Andy Reid somehow went to work today. He somehow went to work just 24 hours after burying his oldest son, Garrett, who apparently lost a battle with drug addiction.
He tried to steer the conversation toward football. When he took the podium, he thanked the team, media and fans for the outpouring of support, which he said was humbling (a word he used a lot). After that, he listed the injuries and then, as usual, handed time over to the media.
Sitting at my computer, I cringed as this ball of unfortunate was now in the hands of one of the most overzealous groups of reporters in sports. For the most part, though, the questions hurled at Reid – all but one was related to Garrett – were fair and respectful. There were two WTFs that we’ll get to a minute, but here's some of what an emotioinal Reid said. Context isn’t needed.
“Alright. I’m a humble man standing before you. Very humble man. I’m humble because of the outpouring. Not only from the media, but from our football team, the fans. It was unbelievable. Unbelievable. I’m not sure you ever think that many people care, not that you go in that direction, but it’s a very humbling feeling, and I know my soon would feel the same. I think that’s about all I can say on that part and keep all that together.”
“It’s a sad situation. It’s one that my son’s been battling for a number of years. Our family’s been battling. That doesn’t mean you stop loving your son. That’s not what you do. So, you love them. I know a lot of families deal with this type of thing and, you know, it’s just a sad situation. Sad situation. On the other part of that, I praise my heavenly father of the support and the strength he’s given me to be able to work through this, and my family and my football family. That includes the National Football League, includes everybody in the National Football League [Roger Goodell, Bill Belichick, Mike Holmgren and many others from around the league were at Garrett’s funeral yesterday]. Includes you guys and ladies [in the media]. I know coming back and coaching is the right thing to do. I know my son wouldn’t have wanted it any other way.”
“So, with that, I move on and we’ll talk about the injuries.”
“Those earthly emotions that you have, you deal with those. So you deal with the good and the bad. You remember the smiles, you remember the cries. So you deal with that. That’s part of life, you know? That’s part of life. I always tell the players, there are kind of four things you go about in life and how you approach it. One of them is eliminating distractions, the other one is creating energy. You fear nothing and you attack everything. That’s kind of how you go about life. Life’s going to throw you curveballs, you understand that. All of us. And you’re not going to bail. You’re going to stand in there and you’re going to keep swinging. And I think that’s very important.”
“Garrett’s always been that way since he was a kid. If there was a kid with a problem, he was always putting his arm around that kid and taking care of them. He cared about people and he just got caught up in a bad situation, man. Just terrible situation that effects a lot of people in this country. It’s like fighting a grizzly bear. It’s hard to win.
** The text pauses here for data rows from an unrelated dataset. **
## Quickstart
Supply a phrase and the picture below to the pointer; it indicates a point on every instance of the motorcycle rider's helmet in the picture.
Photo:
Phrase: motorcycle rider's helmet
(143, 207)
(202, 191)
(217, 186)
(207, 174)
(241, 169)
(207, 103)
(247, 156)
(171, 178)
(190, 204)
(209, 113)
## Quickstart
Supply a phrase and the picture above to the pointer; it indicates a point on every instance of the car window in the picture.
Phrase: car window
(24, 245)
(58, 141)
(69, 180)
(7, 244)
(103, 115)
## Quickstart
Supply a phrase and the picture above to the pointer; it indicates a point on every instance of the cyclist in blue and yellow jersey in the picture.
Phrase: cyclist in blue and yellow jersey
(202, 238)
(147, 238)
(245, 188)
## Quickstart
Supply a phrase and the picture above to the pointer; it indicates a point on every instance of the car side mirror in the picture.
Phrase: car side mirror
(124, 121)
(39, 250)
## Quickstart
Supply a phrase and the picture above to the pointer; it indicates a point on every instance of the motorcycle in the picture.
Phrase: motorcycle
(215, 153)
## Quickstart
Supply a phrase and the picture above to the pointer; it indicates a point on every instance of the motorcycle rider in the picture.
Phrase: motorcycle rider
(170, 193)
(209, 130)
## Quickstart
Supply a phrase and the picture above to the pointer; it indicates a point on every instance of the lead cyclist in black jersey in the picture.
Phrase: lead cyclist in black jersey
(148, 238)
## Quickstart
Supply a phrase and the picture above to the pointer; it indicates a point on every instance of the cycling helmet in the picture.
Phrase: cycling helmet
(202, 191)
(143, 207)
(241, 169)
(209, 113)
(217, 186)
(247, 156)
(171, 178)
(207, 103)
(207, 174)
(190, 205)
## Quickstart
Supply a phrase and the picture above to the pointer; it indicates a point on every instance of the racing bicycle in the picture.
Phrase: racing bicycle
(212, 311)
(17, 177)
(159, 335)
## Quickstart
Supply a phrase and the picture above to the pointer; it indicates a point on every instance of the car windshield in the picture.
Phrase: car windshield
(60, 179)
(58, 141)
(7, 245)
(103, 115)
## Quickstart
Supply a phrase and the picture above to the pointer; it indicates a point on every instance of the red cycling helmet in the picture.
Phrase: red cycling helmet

It’s hard to win that.”
There was much more from Reid, who answered many questions relating to how he was dealing with the situation. His voice cracked a few times (as you can see in the video), but he kept it together. He kept it together even when an idiot(s?) asked him the following questions:
In the statement, you talk about the long, eight-year struggle your family had been through with Garrett and concluded he had lost his battle to this demon of drug addiction. Where do you get that information from? Is that from the coroner or somebody else in authority?
Reid: “Well listen, I’m not going to get into all that. I’m going to let all that takes its course. I mentioned what I mentioned.”
I’m not sure who, on the day after a father buries his son, with whom he was seemingly quite close, asks a question about where he got the information about the death from. I get that a concrete answer is needed to report something accurately, but questioning a father about his source on the cause of his son’s death is beyond offensive. It’s also very stupid.
Next, from what sounded like the same person, but I’m not sure at this point:
Andy, you often look at good things that sometimes arise out of tragedies like this [editor’s note: good point, we’ll assume he’s going in the direction of speaking out against drugs or Garrett’s death being a scared-straight situation for Britt Reid, who also has had his struggles with drugs] … do you feel this might somehow become a rallying point for the team? When things are tough, do it for Garrett?
Fuck. No. He went the other way. He asked a win-one-for-Garrett question three days after Reid's son just died. Amazing.
I have a guess as to who asked that question and the other one, but I won’t speculate. Andy, however, should never answer a question from the person again. It was dumb, unnecessary and highly offensive. Rallying point? What the fuck is wrong with you? That’s the greatest positive to take out of this– winning some football games? Not bringing Reid’s family closer together, helping others who’ve battled addiction, or something else, you know, meaningful? Unbelievable.
Anyway, Reid never wavered. He answered every question, at times struggling to keep it together, and went back to work.